Manannán mac Lir was the Celtic god characterized as a prankster and the original “Old Man of the Sea.” Lir is Gaelic for sea. He was often described as white haired and sea weed being visible through his skin. His hair and feet were always dripping wet. He would appear suddenly out of the mists and disappear as quickly. He was the guardian of those who ventured upon his relm, the sea. He was often seen riding a chariot upon the waves as if they were dry land.
Manannán was said to have tempted the Ard Ri Cormac mac Airt with a great treasure if he would just promise to give him what ever he asked of him three times. Since we are descended from Cormac mac Airt this tale is significant to Clan Donald. Cormac agreed and received the silver branch with solid gold apples from Manannán. In return for receiving the gold apples Manannán first asked for Cormac’s only daughter, then his only son, and finally Cormac’s wife! Cormac finally realized he had lost his entire family for silver & gold and frantically he pursued Manannán with an army.
Manannán led Cormac through a thick mist where all his companions were lost and he found himself alone in Tir na N’og (Gaelic meaning “the land of perpetual youth”). Here he was taught a harsh lesson, but in the end his wife and children were restored to him. Manannán showed him the five streams of knowledge filled with Salmon who ate of hazelnuts. He told him true wisdom and knowledge comes from the land of Tir na N’Og. He rewarded him with a magic cup which would break if three lies were spoken over it and made whole again if three truths were spoken over it. The reign of Cormac mac Airt is known as one of wisdom and justice. He is known in Ireland as the law giver and one of Eire’s greatest Ard Ri (High Kings). According to Celtic mythology Cormac was taught wisdom by Manannan, but Christian chroniclers attributed the wisdom of his reign to his accepting Christianity. The Annals of Ulster attribute Cormac’s death to a Druid curse because he had turned from the Druid way to the One True God.
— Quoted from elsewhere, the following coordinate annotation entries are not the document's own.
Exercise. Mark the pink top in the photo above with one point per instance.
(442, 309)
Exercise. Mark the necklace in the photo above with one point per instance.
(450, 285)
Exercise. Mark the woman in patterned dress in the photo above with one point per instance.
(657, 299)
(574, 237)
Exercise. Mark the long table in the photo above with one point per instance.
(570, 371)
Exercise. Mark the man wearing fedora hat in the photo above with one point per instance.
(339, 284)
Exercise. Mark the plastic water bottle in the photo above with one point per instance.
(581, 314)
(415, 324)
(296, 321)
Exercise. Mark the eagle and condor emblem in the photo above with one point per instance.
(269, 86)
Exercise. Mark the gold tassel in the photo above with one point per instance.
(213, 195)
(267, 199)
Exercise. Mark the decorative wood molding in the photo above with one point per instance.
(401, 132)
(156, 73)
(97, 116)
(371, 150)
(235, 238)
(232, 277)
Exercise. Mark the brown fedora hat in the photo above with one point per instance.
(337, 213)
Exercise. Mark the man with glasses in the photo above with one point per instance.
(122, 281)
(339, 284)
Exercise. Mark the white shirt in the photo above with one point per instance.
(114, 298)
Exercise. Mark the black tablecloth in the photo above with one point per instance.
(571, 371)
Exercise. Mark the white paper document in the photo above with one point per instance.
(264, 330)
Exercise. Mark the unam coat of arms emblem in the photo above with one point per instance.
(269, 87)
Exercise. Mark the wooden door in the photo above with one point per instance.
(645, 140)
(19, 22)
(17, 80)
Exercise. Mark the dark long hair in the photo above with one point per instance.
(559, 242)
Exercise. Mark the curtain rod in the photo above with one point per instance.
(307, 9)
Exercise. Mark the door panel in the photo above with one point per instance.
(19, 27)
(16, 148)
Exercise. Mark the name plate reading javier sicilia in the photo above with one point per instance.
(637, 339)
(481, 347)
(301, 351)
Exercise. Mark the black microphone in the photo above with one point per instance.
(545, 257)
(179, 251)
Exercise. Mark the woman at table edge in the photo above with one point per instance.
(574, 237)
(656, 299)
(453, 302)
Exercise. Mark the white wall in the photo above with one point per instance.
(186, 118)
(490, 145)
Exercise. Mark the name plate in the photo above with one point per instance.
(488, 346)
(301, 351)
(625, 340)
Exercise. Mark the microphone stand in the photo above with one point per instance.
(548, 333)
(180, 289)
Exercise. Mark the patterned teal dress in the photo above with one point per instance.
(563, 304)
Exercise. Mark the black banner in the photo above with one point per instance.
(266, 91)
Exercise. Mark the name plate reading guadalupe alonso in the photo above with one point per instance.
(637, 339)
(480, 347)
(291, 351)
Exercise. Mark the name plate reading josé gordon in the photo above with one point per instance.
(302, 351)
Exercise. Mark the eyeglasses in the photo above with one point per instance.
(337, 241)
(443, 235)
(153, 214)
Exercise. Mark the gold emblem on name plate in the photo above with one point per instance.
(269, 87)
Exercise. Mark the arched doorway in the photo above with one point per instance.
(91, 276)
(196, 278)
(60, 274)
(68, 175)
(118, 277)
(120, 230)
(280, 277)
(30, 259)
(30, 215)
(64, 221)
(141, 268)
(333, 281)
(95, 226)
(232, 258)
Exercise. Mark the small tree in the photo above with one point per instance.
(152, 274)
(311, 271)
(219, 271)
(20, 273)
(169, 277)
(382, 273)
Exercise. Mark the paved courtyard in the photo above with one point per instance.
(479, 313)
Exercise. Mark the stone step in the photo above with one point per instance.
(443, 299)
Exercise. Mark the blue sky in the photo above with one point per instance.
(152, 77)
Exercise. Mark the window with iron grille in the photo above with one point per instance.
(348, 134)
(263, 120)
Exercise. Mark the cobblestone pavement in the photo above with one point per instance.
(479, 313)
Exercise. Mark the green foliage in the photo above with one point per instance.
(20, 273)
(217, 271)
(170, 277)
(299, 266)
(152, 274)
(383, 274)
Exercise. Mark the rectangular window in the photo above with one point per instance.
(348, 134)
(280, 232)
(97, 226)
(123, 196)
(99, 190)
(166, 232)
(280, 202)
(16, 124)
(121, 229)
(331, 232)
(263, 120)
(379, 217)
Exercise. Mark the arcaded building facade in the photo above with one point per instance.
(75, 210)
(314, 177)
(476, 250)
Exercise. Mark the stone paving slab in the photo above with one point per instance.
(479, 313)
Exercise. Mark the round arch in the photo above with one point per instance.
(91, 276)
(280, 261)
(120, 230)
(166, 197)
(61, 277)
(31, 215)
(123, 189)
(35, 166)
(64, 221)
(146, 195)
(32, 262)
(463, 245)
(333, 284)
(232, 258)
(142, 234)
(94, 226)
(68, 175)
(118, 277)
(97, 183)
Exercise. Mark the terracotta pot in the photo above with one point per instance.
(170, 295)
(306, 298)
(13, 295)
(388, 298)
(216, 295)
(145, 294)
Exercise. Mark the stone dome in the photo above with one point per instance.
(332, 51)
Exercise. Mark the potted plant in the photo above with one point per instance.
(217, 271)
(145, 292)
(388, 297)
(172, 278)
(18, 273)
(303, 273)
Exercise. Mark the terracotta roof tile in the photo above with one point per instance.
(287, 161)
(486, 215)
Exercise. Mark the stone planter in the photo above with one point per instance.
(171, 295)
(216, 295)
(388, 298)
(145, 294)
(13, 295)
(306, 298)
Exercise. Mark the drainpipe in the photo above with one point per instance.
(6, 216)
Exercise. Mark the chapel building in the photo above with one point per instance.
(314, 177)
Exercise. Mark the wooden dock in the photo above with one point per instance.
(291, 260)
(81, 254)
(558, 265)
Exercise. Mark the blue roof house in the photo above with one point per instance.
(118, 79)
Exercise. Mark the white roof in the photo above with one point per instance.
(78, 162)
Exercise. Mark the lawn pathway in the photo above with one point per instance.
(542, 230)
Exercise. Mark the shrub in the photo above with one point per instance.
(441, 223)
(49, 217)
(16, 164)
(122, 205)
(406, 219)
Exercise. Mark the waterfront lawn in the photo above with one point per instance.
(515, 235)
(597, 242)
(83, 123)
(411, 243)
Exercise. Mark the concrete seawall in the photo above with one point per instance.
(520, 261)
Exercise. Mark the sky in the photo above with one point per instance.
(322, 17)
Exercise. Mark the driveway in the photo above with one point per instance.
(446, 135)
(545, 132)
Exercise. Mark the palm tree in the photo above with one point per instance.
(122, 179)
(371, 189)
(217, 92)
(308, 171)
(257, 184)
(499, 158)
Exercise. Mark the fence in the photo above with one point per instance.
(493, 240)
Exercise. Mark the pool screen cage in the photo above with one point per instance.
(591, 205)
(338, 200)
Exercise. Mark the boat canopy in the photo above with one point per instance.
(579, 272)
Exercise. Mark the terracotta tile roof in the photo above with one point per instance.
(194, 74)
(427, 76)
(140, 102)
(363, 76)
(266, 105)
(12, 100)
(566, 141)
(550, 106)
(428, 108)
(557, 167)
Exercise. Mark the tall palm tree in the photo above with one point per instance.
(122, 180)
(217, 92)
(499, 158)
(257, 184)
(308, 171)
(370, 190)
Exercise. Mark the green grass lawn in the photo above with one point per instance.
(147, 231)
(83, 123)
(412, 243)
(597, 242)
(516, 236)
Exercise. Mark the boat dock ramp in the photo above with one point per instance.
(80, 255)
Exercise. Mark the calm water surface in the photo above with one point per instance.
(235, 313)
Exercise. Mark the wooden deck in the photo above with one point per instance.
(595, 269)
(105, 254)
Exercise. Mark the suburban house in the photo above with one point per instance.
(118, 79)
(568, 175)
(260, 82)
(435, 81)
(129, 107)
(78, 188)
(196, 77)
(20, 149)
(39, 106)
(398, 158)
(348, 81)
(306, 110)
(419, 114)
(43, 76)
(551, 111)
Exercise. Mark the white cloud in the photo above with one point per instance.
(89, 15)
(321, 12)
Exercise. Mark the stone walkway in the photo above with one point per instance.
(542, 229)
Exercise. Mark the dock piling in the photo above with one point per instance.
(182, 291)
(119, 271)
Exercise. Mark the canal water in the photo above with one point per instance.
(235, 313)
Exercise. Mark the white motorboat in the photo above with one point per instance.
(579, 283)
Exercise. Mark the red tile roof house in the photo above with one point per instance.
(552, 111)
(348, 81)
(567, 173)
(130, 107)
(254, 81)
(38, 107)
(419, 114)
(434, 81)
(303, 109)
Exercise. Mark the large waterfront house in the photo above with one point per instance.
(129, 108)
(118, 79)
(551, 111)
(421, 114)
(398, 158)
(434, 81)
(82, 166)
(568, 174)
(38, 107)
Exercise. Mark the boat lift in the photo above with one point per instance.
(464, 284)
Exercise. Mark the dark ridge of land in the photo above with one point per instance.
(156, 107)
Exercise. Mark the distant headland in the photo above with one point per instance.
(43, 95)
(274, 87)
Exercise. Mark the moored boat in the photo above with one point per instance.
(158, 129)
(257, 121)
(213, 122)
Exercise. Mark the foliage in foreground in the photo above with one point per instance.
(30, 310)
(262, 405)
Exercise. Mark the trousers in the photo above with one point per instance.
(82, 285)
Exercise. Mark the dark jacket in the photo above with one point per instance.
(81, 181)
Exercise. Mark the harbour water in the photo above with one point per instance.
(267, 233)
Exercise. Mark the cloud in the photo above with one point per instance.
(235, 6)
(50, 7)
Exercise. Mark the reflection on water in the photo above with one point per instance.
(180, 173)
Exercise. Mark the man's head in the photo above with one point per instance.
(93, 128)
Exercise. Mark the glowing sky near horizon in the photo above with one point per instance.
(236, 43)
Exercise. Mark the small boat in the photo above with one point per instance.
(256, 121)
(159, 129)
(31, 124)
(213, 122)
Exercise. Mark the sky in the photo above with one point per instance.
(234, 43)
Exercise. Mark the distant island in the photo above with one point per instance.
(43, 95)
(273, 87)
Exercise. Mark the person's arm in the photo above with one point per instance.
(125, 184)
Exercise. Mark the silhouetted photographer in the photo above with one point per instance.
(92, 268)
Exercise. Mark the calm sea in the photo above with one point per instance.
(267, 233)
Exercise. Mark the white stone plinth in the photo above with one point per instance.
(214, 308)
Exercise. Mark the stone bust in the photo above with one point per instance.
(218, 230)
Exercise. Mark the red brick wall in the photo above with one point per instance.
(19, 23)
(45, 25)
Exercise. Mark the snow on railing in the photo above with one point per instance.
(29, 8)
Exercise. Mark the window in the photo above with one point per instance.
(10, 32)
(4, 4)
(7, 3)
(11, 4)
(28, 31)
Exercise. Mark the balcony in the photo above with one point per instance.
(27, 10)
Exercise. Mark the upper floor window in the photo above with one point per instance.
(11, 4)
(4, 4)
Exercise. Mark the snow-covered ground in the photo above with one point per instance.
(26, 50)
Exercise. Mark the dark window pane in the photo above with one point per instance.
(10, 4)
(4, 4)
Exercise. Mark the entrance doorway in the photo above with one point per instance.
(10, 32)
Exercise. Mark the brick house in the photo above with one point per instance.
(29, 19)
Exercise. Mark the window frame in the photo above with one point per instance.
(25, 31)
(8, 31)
Manannán was said to have often appeared as an old fool dressed as a beggar. He would play tricks by claiming magical powers and demonstrating simple feats such as claiming he could wiggle one ear while the other remained still. When asked to demonstrate his unique skill he would use one hand to wiggle his one ear! Then if he was mocked he would show tremendous ability to take a life and then restore it. He also played the clarsach (Gaelic harp) so beautifully it sounded as rushing waters. The Serglige con Culainn (“The Sickbed of Cú chulainn“) tells of Manannán‘s beautiful wife, Fand, having an adultrous affair with Cúchulainn. When Fand sees that Emer, Cúchulainn’s jealous wife, is also an accomplished warrior who approaches with an army of fighting women Faud quickly returns to the safety of Manannán pleading for his protection. Manannán shook his magical cloak of mists between Fand and Cú chulainn and they never met again.Manannán has strong ties to the Isle of Man, where he is referenced in a traditional ballad as having been the nation’s first ruler. Each midsummer night the Manx people offered bundles of reeds, meadow grasses and yellow flowers to Manannán in a ritual “paying of the rent”. The offerings were accompanied by prayers for his aid and protection in mist filled winds for farming and fair weather for fishing. It is said he produced a magical vessel to aid Fionne and the Fennians recover a kidnapped prince from Roman Britain. They also confiscated a herd of horses to disuade further ventures into Ireland by the Romans.
The often repeated tale Manannán and Còllum Cille’s broken chalice reveals a great deal about the transition from Celtic druid beliefs to Christianity. Còllum Cille had a broken chalice he sent with a servant to be repaired. The servant was met on the road by Manannán who asked if there was anything the servant had need of ( Manannánwas known for his benevolence as well as his pranks). The servant showed Manannán the broken chalice which was mended with one mist filled breath from Manannán’s lips. Manannán instructed the servant to return to Còllum Cille, tell him what he had done, and ask if there was a place for someone with his abilities in the Christian kingdom. Còllum Cille immediately denounced the act as sorcery and demanded the servant go throughout the land proclaiming Manannán was a demon who would spend eternity in hell. When Manannán heard that his acts of kindness were not acceptable he proclaimed, “I have watched over Eire from the time of the Tuatha de Danaan.I have protected those on the seas and those of the Isles. If I am no longer welcome I will go to the Isles off Scotland where I am welcome.” And it is so today that those who look to Manannán for protection are no longer found in Eire or Mann, but those of the outer islands off Scotland still speak of Manannán.